Board interview with Jim Huber

Board member Jim Huber has a lot of experience with urban planning having served with both the Grants Pass and Medford planning departments. Now retired, Jim and has been part of the Land Conservancy’s land committee for six years and a board member for two years. We asked, “What keeps you engaged in the work of the Land Conservancy for so many years?”

I have always been interested in environmental issues and working to address them. I have been a long time member with The Nature Conservancy and I started to think more about my own county and this local area. I wanted to have a greater impact on a local group and that is how I came to the Southern Oregon Land Conservancy. What keeps me coming back is the people. The staff, the board members, the volunteers you meet, from all walks of life, have been amazing. And we all know that the work we are doing, these challenges, are not going away. So we are all very clear on why we are here and that we want to make a lasting impact.

For instance, I remember one of the clean-up groups (work parties) and meeting a Native American man who shared his story of being taken from his family in one of the government programs. And meeting a woman who had a PhD in botany from Yale. Here we all were together removing Scotch broom all day. It was really great.

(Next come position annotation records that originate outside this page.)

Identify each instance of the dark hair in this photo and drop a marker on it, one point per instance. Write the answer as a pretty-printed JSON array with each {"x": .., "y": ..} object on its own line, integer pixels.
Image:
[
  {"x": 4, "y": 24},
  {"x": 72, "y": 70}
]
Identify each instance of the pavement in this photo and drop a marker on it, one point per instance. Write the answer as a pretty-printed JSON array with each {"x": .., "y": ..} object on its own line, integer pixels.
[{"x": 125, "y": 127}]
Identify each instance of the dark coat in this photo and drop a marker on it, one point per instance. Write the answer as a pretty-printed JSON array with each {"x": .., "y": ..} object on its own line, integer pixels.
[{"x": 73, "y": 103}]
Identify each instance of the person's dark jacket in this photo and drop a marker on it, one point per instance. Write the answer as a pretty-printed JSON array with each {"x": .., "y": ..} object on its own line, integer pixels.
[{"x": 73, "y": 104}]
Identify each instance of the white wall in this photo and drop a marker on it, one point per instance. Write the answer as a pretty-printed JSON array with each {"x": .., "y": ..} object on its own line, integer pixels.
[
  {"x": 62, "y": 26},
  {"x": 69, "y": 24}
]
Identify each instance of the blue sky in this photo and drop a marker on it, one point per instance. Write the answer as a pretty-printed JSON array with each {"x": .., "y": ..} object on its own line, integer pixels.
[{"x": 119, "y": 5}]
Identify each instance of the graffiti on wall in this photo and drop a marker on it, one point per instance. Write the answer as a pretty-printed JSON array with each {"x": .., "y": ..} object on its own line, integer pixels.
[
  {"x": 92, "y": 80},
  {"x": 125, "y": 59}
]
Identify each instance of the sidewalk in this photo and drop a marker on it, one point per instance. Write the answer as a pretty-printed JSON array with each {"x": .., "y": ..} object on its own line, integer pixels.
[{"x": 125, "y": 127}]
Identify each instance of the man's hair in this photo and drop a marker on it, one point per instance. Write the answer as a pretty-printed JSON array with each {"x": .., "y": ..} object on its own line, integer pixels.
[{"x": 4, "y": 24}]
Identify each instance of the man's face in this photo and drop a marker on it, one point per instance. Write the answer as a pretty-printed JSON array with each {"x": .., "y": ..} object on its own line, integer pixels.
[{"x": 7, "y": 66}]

Another thing that keeps me engaged is the learning aspect. I am just scratching the surface in understanding the complexity of land conservation in terms of biodiversity and what it means to have a functioning ecosystem. Going on a hike with an expert in birds or plants, sitting down and talking with land owners, seeing some of these places, it makes you fall in love with southern Oregon all over again.

If there is just one thing I want people to appreciate, it’s that the hikes, the easements, the book club, the clean-up crews… all of it is very important. The work that the Land Conservancy does is important for future generations. We have to think about sustainability today. What I tell people is that the Land Conservancy is creating healthy ecosystems one easement at a time.